“RTB is the biggest data breach ever recorded,” argues a new study that compounds the growing accusations toward the high-frequency media trading technique that relies on the extensive use of customer data.
Irish Council for Civil Liberties (ICCL) data indicates that real-time bidding (RTB) “tracks and shares what people view online and their real-world location 294 billion times in the U.S. and 197 billion times in Europe every day.”
Why it matters
From an industry perspective, it’s one of the sketchier areas of advertising that contributes to its bad name among the public. In some jurisdictions it creates a compliance nightmare. For most companies, the opaque market that results from programmatic advertising causes big problems for traceability.
But this report also asks big questions about what GDPR has actually done to reign any of this bad behaviour in. Not only is there a consent problem but increasingly one of security, especially following the draft US Supreme Court decision to ban abortion, and the risk that online searches for such services could now suppose for users.
What’s this about?
Reported by TechCrunch here, the full report, available here, is based on data from confidential sources and estimates that web user data (online activity, location, etc) is exposed hundreds of times a day depending on geography:
The average American has their data exposed 747 times each day.
The average European has their data exposed 376 times a day.
The report also suggests that some of these figures are relatively conservative estimates, given that its sources cover Google and Microsoft (which owns Xandr), but don’t include Facebook or new advertising giant Amazon.
Of course, Google says it doesn’t share personally identifiable information with partners and limits targeting capabilities based on sensitive information. Still, its work on the privacy sandbox that will help move past the cookie implies that there are better ways of managing online advertising.
What’s RTB again?
Real-time bidding is a form of programmatic media buying on a per-impression basis. When a user arrives at a publisher website, a bid request (including information about the user’s interests or profile) will then flow through the system to an ad exchange where advertisers bid for the chance to show that user an ad. It’s an old technology, by digital standards – WARC covered it back in 2012 – and was intended to improve pricing efficiency.
You probably knew this, but it is both complicated and boring, so it’s fair enough if you didn’t.
It has come under sustained criticism for a long time, especially from officials in Europe. In 2019, the UK’s data protection regulator warned about the adtech world’s “immature” understanding of data protection requirements.
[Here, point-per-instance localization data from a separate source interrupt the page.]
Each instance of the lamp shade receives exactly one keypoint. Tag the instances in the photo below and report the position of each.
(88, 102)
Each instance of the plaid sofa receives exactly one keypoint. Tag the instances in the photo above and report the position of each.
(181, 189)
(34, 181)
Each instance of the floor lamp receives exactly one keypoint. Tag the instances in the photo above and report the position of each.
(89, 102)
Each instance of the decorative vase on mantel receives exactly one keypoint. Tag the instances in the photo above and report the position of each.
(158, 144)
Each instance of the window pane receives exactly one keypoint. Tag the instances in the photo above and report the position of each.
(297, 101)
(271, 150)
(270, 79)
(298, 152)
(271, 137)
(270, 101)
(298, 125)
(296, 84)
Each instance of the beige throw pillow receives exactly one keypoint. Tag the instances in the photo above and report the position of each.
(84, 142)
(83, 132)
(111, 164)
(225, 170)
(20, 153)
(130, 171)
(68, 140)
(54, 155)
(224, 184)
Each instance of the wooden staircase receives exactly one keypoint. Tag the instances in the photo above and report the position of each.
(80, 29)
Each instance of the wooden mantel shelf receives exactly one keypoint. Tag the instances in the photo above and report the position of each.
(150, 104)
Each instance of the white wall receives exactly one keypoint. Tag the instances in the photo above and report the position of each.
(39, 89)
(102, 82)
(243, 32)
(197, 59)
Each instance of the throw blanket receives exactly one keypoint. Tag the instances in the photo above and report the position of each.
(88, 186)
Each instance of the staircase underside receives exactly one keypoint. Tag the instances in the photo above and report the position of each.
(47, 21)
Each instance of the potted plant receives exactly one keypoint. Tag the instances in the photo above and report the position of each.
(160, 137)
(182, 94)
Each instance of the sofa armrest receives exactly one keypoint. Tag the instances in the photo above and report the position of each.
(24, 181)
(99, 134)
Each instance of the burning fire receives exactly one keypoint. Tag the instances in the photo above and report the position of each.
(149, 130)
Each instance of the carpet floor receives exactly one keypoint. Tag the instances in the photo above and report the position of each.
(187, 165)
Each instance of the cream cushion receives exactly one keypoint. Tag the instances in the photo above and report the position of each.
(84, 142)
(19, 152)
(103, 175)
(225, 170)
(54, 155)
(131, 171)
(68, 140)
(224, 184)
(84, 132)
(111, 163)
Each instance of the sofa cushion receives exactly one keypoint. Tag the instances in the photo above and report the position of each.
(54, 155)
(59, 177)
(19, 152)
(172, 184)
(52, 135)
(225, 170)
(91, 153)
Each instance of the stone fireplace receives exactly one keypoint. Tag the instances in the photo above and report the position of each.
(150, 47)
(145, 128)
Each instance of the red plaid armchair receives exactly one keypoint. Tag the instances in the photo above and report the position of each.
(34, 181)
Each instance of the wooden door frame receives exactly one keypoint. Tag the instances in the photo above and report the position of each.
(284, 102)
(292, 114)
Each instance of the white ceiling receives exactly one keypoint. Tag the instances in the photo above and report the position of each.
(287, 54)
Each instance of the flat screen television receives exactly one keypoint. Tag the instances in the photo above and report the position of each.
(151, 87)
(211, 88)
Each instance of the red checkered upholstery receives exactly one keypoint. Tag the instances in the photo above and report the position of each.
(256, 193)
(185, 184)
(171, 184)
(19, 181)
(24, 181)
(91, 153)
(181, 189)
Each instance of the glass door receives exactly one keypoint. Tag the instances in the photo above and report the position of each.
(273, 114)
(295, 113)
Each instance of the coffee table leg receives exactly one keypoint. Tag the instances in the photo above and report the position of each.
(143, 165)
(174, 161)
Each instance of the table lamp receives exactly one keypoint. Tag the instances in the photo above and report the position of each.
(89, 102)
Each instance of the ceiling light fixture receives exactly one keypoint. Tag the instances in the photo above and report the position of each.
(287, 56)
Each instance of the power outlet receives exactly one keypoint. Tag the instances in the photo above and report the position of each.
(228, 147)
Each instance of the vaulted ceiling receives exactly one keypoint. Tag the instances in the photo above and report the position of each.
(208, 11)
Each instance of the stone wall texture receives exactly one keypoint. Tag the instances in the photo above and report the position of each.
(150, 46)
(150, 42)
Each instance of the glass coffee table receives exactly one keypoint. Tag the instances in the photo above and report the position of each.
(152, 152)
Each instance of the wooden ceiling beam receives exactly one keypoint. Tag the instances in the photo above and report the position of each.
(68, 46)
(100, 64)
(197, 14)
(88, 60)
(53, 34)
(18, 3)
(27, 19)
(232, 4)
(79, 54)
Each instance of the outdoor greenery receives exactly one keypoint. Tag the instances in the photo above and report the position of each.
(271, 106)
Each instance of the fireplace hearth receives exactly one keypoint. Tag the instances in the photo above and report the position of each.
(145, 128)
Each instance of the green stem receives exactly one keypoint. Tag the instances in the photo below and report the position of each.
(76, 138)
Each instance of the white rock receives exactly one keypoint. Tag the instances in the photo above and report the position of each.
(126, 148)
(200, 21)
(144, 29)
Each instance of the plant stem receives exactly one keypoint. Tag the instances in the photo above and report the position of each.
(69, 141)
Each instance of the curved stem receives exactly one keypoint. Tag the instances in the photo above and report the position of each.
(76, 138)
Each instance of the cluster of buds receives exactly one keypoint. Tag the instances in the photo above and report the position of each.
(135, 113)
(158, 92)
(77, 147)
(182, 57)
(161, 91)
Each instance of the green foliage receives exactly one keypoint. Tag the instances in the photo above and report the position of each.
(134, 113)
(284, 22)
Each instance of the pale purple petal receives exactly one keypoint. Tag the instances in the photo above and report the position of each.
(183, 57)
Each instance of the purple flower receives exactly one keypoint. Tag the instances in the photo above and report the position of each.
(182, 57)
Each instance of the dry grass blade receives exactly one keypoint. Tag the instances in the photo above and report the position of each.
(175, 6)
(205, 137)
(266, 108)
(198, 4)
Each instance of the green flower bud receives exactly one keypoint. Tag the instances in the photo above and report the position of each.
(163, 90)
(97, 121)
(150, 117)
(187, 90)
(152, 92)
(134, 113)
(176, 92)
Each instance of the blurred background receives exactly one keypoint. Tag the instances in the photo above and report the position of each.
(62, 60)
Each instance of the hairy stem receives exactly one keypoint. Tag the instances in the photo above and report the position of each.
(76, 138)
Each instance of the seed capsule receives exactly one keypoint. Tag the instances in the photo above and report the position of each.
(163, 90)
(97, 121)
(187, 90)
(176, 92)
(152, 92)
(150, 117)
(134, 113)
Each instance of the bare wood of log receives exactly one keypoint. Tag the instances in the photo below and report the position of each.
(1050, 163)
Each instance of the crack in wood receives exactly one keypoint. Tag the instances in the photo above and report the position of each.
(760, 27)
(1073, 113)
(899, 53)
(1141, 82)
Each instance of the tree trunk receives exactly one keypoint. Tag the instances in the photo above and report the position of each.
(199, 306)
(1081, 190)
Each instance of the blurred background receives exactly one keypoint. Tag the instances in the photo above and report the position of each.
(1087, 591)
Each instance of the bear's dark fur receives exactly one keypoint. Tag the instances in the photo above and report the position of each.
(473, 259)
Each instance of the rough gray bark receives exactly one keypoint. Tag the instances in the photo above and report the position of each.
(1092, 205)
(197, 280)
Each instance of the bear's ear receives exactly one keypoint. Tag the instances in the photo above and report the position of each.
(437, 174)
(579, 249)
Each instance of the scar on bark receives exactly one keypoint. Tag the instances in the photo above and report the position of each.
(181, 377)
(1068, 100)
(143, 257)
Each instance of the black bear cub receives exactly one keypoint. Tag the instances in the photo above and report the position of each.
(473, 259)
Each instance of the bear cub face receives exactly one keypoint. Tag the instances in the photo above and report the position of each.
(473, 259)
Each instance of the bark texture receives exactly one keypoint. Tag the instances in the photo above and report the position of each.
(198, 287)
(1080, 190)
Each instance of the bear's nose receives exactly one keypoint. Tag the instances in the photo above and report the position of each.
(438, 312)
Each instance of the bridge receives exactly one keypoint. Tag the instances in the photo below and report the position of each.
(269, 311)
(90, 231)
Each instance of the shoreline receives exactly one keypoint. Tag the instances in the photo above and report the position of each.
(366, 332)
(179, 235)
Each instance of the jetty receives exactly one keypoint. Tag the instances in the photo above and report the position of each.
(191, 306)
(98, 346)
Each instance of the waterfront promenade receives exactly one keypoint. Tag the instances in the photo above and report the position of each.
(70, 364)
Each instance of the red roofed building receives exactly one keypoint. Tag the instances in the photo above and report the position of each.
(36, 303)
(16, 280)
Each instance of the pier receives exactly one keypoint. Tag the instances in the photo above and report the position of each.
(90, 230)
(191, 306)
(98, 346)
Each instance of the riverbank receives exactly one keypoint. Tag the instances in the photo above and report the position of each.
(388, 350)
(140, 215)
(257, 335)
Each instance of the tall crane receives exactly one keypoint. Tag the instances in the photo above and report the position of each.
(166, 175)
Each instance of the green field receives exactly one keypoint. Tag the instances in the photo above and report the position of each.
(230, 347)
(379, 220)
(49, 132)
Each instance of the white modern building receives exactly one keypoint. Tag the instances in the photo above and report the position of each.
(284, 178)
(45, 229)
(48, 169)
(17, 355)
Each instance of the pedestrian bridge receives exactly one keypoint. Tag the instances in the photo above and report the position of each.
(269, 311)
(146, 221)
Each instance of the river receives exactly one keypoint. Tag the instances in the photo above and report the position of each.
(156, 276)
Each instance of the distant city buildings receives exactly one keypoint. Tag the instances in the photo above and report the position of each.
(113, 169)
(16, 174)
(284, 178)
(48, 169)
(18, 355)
More recently, the Belgian data protection regulator said that the IAB Europe’s Transparency and Consent Framework, an off-the-peg solution to gain GDPR compliance for real time bidding, was itself found to not be GDPR compliant.
But in the US, where there is no overarching data protection control, examples of malevolent uses of RTB data are widespread – and mentioned in the report. Black Lives Matter protesters were profiled, US security services have tracked people’s phones without a warrant.